Stranieri. La Toscana invoca più libertà nell’accoglienza dei richiedenti asilo e rifugiati.

Infine, previdenza complementare e integrativa. Bussano alla porta del Governo la Liguria e, soprattutto, il Piemonte che intende utilizzare questo strumento per potenziare le politiche per la non-autosufficienza.

Più in generale, relativamente ai settori lavoro, sanità e istruzione, le Regioni reclamano autonomia nell’offerta dei servizi e, soprattutto, nella gestione del personale e delle risorse assegnate (eliminazione dei vincoli di spesa). C’è il rischio che la maggiore differenziazione regionale si traduca nell’aumento dei divari regionali. Con buona pace dell’uguaglianza fra cittadini. E che al turismo sanitario si aggiunga ad esempio quello scolastico. Il nodo principale, inutile girarci intorno, è quello delle risorse che accompagneranno il trasferimento di competenze. Il pre-accordo con Veneto, Lombardia ed Emilia Romagna precisa che saranno quantificate dapprima in relazione alla spesa storica e poi ai fabbisogni standard misurati in relazione alla popolazione residente e al gettito dei tributi maturati nel territorio regionale.

«Si stabilisce che gli ambiti territoriali nei quali il reddito dei cittadini è più alto e dunque si pagano più tasse hanno diritto a ottenere un livello di servizi più alto», punta il dito Gianfranco Viesti, economista dell’Università di Bari che su change.org ha lanciato la petizione “No alla secessione dei ricchi”. Stessa lunghezza d’onda per Maria Cecilia Guerra, docente di Scienze delle finanze all’ateneo Modena e sottosegretario al Welfare nei Governo Monti e Letta. «Premetto che fino a quando non si definisce la questione delle risorse, che nel testo è scritta in modo sibillino, la paura è grande ma le conclusioni sono ancora ipotetiche. Se si garantisce però un finanziamento legato ai fabbisogni standard alle regioni che scelgono il federalismo differenziato c’è il rischio che si impoveriscano le altre regioni». Di tutt’altro avviso, Stefano Bruno Galli, assessore all’Autonomia e Cultura della Lombardia che insegna Dottrine politiche all’università di Milano.

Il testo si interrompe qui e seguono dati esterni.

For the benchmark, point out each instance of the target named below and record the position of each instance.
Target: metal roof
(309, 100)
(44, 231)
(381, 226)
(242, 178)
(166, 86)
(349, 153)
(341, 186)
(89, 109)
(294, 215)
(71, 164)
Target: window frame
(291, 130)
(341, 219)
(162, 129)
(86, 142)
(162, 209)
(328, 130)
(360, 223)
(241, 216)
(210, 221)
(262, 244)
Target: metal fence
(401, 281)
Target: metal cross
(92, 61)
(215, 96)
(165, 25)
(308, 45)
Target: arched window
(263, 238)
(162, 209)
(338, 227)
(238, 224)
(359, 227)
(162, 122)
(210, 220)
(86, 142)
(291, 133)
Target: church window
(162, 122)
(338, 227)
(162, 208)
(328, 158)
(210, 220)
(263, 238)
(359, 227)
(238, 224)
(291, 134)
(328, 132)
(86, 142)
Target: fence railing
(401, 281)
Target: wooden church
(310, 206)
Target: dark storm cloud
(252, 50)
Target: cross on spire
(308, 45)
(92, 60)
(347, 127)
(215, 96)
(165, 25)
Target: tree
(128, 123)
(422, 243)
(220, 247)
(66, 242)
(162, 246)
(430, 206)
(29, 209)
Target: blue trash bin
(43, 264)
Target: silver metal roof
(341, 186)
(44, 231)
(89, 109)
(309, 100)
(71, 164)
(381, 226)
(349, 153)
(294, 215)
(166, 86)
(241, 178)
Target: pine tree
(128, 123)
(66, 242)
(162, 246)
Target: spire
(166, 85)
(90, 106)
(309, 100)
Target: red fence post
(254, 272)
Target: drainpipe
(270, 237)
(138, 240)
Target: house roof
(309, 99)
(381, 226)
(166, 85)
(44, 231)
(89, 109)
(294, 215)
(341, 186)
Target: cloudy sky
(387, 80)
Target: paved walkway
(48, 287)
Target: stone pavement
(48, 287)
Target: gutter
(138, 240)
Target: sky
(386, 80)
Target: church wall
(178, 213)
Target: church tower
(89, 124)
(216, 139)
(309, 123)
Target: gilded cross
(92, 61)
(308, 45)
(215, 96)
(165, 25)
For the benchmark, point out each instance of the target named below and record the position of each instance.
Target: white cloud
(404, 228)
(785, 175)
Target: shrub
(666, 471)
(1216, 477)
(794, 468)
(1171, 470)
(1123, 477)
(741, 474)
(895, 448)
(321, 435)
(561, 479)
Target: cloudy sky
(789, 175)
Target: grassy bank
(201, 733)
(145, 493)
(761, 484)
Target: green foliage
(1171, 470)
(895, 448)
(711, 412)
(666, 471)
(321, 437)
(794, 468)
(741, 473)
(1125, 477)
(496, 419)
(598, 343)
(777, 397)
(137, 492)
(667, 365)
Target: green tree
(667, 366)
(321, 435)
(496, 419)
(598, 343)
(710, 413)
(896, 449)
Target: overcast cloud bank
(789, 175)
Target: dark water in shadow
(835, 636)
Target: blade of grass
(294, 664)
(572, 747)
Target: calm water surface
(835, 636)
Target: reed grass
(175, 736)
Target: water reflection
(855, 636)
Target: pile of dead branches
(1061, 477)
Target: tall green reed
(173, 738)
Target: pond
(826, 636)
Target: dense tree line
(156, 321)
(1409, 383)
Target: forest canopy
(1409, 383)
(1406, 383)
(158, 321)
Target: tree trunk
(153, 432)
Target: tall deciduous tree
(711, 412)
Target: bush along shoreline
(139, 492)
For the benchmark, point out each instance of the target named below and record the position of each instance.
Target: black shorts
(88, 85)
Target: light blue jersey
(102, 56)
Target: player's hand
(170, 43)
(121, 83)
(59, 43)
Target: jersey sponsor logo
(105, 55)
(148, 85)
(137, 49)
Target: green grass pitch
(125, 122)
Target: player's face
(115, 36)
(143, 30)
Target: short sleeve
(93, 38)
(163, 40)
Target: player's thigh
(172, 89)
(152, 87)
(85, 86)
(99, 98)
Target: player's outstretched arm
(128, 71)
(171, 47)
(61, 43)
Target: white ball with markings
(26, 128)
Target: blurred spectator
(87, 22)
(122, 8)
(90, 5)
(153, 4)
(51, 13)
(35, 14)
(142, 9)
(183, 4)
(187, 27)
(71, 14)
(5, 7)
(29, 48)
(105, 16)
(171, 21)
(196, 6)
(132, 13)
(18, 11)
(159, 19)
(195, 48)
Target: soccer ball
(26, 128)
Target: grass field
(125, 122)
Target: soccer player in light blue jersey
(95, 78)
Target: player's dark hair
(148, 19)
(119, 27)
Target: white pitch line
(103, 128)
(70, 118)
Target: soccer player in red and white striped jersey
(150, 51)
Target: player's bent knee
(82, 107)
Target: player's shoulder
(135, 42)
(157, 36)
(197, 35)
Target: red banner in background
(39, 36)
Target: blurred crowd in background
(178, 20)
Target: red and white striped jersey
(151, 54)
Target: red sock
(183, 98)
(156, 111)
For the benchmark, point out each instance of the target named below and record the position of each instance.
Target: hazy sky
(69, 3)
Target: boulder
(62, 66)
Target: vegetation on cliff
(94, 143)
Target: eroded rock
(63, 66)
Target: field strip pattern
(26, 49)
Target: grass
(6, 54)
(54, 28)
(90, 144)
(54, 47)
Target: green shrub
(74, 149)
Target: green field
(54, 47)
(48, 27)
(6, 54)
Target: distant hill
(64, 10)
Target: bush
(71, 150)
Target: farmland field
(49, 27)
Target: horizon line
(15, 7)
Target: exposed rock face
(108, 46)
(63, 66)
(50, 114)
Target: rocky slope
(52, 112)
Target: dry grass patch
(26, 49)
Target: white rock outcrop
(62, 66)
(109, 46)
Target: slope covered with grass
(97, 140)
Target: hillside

«Le preoccupazioni del professor Viesti sono prive di fondamento. È semmai vero il contrario. Perché quasi cinquant’anni di regionalismo ordinario dell’uniformità, quello praticato dal 1970 a oggi, hanno aggravato le disuguaglianze tra Nord e Sud». Il punto, il dramma anzi, è che a diciotto anni dalla riforma della Costituzione non sono stati ancora definiti i livelli essenziali dei diritti sociali che spettano ai cittadini. «Logica vorrebbe che prima si fissassero criteri uguali per tutto il paese. Poi se una Regione vuole gestire un servizio in autonomia, questo non ha alcun effetto sugli importi finanziati. Il rischio invece è che si fissino criteri regione per regione in una trattativa a due col Governo», rincara la dose Viesti.

A cui fa eco Guerra. Secondo la professoressa: «i fabbisogni standard dovrebbero essere definiti contemporaneamente con i livelli essenziali». Tesi non condivisa a pieno dall’assessore lombardo. «I livelli essenziali delle prestazioni non sono in discussione perché garantiti dalla Costituzione. Spetta alle Regioni la loro concreta declinazione e qui entra in gioco il regionalismo differenziato. Chi è virtuoso avrà maggiore spazio di manovra per migliorare. Chi è inadempiente dovrà essere invece accompagnato dallo Stato, con risorse e best practice adeguate per diventare come i più bravi», osserva Galli.